Well, you have to look at the whole history of trade publishing, and the way it’s been conglomerated—it’s down to about four companies. It used to be 40, and then it was 30, then it was 20. And the requirements for sales became different. Mid-list fiction started to get lost, short story collections were unheard of; literary criticism, are you kidding me? As the publishers consolidated, the level of sales that they required for publication grew higher. Plays and poetry were like [gestures with a flatline]. The only people publishing poetry those days were Athenaeum, New Directions. So there was this whole open market, and at the same time that happened, there was this incredible playwright surge, with all the new playwriting programs and workshops in the ’80s and after. That stuff had to go somewhere. It turned out that as New York publishers were consolidating, that gave room to a blossoming of independent publishing in the ’80s and ’90s, and we were part of that.
Who has been your main competition over the years?
Grove Atlantic was for a while, but not really anymore. Overlook did stuff for a while—they did the Albee collections, which we tried like hell to get, but his agent wouldn’t give it to us. We tried to get August Wilson for a long time, but he was happily published with NAL; Arnold Dolin was his editor. When he left NAL after the first six plays, he took Jitney to Overlook, and then he left Overlook and there was no one to publish his plays anymore.
And that’s when you swooped in.
Our first with him was Gem of the Ocean, then King Hedley II and Radio Golf. And then he started talking to us about how he always wanted to have a hardback set of his work—that was his dream, from his days in the Pittsburgh library when he was a kid. I was in Seattle for the TCG national conference, and we had just brought out Gem of the Ocean, and I kept inviting him out but he was saying, “I’m not feeling that good.” Finally he decided to come, and we went to lunch at one of his greasy spoons. He had flapjacks with eggs over hard in between each flapjack, plus his cigarettes. He was with his oldest daughter, and he was saying, “How soon do you think you can get this out?” That’s when I knew that something wasn’t right. No one had said anything, but I just got this chill over me.
Did he live to see the boxed set, then?
No, he didn’t.
The other big title you’ve had is Angels in America.
One thing I have to say about Tony is that he has as much to do with the success of the book program as anyone, because the fact that we were his publisher made everyone else go, well, if we’re good enough for Tony Kushner… Everyone wanted him: Random House would have given him five arms and three heads to get him in there. And he stayed with us. That gave us a base. From ’93 to ’96, about 40 percent of our sales was Angels in America.

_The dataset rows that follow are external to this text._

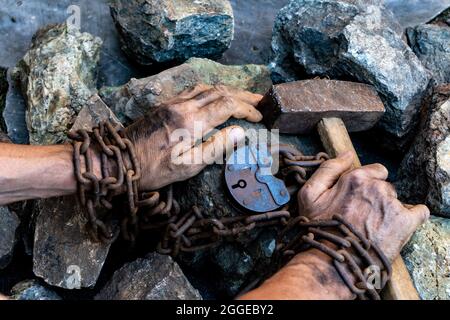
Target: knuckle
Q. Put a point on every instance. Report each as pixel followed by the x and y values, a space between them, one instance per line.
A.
pixel 381 168
pixel 356 177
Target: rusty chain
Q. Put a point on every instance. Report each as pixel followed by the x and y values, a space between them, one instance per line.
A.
pixel 347 247
pixel 117 154
pixel 193 231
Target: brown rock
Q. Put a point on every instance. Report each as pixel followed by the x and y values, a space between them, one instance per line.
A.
pixel 297 107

On top of that, the same year we published Angels, we went to Consortium Books Sales & Distribution. We used to do our own distribution, because that was my background. I was worried about giving it to someone else, but a good friend of mine who worked with me at Bookpeople became the director of Consortium, so I felt I could trust them with all our books there. So the combination of Tony sticking with us and moving to Consortium was really when our sales started to take off.

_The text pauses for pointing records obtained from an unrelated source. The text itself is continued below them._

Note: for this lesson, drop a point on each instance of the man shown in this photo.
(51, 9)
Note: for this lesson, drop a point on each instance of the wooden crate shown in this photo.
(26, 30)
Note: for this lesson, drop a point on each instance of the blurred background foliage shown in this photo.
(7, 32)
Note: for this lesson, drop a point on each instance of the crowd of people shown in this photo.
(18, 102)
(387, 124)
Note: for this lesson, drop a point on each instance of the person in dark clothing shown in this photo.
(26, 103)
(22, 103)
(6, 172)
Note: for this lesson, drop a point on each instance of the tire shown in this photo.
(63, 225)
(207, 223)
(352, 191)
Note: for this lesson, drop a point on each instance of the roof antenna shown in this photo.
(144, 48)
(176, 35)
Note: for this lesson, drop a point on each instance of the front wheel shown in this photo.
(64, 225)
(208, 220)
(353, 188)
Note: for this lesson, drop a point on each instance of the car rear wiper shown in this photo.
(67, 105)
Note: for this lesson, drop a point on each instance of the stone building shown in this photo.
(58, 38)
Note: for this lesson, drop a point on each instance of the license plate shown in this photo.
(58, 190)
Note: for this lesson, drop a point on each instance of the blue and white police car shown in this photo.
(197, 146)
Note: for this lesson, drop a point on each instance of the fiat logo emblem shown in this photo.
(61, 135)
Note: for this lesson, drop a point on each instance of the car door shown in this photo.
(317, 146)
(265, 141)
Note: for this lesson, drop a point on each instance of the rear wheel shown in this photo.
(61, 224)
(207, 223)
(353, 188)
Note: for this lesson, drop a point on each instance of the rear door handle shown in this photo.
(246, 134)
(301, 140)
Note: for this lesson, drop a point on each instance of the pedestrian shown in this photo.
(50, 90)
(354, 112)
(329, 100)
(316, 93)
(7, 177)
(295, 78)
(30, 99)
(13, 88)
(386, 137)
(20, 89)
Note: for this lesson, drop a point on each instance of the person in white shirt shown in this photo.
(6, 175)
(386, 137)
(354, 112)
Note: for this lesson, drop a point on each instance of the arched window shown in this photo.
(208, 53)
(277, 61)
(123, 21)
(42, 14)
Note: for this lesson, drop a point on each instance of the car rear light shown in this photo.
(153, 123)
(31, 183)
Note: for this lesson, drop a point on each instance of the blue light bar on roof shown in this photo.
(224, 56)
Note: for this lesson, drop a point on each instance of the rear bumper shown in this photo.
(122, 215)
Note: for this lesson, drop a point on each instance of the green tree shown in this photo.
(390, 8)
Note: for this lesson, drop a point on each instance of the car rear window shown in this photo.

Are you generally sanguine about book publishing?
You know, my big regret—about 25 years ago, there was a bookshop in Stony Brook that I was seriously considering leaving here to go and buy. I used to go there when I was a kid. It was a great bookshop. I met with the owner and spent about a week going through all her financial reports; three years prior, Borders had opened about five miles away, and it was sucking half her sales away. I told her, “I can’t do this,” but I was close. That would have been my dream, running a bookshop.
What do you plan to do after you retire?
There’s a Barnes and Noble near me that I might work at part-time. There are some old guys on the register there, and there’s always one old guy at the end of the counter who answers people’s questions. I could be that guy.